Senate President Stanley C. Rosenberg, a Democrat, supported legalization, and has said he intends to respect voters' wishes while considering changes, including a significant increase in the proposed 3.75 percent sales tax, decreasing the number of plants citizens are allowed to grow, and increasing the legal age for purchase past 21.
Governor Charlie Baker opposed legalization and signed a bill that will likely delay the opening date of marijuana shops from January to July 2018.
House Speaker Robert A. DeLeo, a Democrat, also opposed legalization.
The joint House-Senate committee beginning its hearings in the Statehouse today was created by DeLeo and Rosenberg.

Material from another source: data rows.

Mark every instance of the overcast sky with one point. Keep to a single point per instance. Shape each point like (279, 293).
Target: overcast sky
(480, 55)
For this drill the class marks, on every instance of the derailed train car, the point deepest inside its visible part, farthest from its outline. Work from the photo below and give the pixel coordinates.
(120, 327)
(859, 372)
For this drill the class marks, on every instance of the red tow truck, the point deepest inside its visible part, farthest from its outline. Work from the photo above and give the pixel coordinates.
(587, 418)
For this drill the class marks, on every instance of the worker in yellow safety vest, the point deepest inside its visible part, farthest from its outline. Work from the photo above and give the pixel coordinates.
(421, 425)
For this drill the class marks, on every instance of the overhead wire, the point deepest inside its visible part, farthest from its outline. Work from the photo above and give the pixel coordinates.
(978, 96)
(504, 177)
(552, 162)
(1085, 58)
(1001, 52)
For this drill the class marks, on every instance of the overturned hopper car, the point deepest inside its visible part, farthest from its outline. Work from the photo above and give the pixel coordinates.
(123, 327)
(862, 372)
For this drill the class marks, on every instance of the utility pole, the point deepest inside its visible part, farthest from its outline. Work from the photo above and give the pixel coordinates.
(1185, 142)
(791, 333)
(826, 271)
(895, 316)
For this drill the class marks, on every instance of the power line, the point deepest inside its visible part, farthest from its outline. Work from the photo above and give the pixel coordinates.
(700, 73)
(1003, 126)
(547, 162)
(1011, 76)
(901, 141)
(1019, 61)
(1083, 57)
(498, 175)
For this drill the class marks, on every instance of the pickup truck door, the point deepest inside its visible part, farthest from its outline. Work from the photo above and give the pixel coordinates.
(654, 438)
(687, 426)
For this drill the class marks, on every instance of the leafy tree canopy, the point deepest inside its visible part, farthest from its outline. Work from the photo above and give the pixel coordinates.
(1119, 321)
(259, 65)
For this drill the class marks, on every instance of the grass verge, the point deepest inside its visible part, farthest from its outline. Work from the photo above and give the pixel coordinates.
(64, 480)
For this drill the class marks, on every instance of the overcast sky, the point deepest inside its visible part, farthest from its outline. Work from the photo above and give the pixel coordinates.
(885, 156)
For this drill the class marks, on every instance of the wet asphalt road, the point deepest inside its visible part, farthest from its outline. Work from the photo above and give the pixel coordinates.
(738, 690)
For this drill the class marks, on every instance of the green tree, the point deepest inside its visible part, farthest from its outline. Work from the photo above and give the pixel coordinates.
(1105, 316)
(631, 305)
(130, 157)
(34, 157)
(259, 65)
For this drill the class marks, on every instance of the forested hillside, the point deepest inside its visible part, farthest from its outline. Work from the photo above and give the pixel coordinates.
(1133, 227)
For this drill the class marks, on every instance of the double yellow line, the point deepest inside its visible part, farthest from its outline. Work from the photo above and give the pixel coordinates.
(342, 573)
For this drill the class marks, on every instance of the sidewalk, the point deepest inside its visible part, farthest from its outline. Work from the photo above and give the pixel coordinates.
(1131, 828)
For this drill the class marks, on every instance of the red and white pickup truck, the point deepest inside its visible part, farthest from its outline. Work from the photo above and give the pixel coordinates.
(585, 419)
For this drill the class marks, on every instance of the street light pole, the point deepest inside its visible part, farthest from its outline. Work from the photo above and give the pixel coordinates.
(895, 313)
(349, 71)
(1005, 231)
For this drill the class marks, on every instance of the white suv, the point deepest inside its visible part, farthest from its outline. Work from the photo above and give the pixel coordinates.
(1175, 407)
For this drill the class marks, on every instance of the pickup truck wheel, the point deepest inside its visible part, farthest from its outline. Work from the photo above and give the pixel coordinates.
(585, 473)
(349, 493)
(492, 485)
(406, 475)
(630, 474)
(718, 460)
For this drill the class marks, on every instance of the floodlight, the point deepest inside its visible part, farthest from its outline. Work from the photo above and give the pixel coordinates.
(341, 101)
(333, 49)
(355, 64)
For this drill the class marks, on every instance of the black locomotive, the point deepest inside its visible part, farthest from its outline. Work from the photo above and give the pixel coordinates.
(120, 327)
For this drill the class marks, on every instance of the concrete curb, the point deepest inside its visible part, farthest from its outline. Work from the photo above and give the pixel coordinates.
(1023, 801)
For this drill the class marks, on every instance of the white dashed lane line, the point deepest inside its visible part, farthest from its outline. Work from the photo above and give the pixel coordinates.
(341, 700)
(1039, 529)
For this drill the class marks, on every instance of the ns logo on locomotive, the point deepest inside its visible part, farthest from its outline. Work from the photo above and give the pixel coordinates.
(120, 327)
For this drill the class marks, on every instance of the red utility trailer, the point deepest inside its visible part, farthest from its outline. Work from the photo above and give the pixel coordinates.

According to the Associated Press, members of the "Yes on 4" group that helped lead the ballot initiative legalizing marijuana are expected to testify.
The group has been defending its victory since Election Day, when 54 percent of state voters approved marijuana legalization, responding to lawmakers attempts to weaken, delay or substantially change the law.
"The idea that legislators in my state could eviscerate a popular ballot question, as I watch a minority of conservative voters overrule the majority of national voters, I'll be damned if I'm going to sit still," Northampton lawyer Michael Cutler, who helped write the state's legalization law, told The Globe.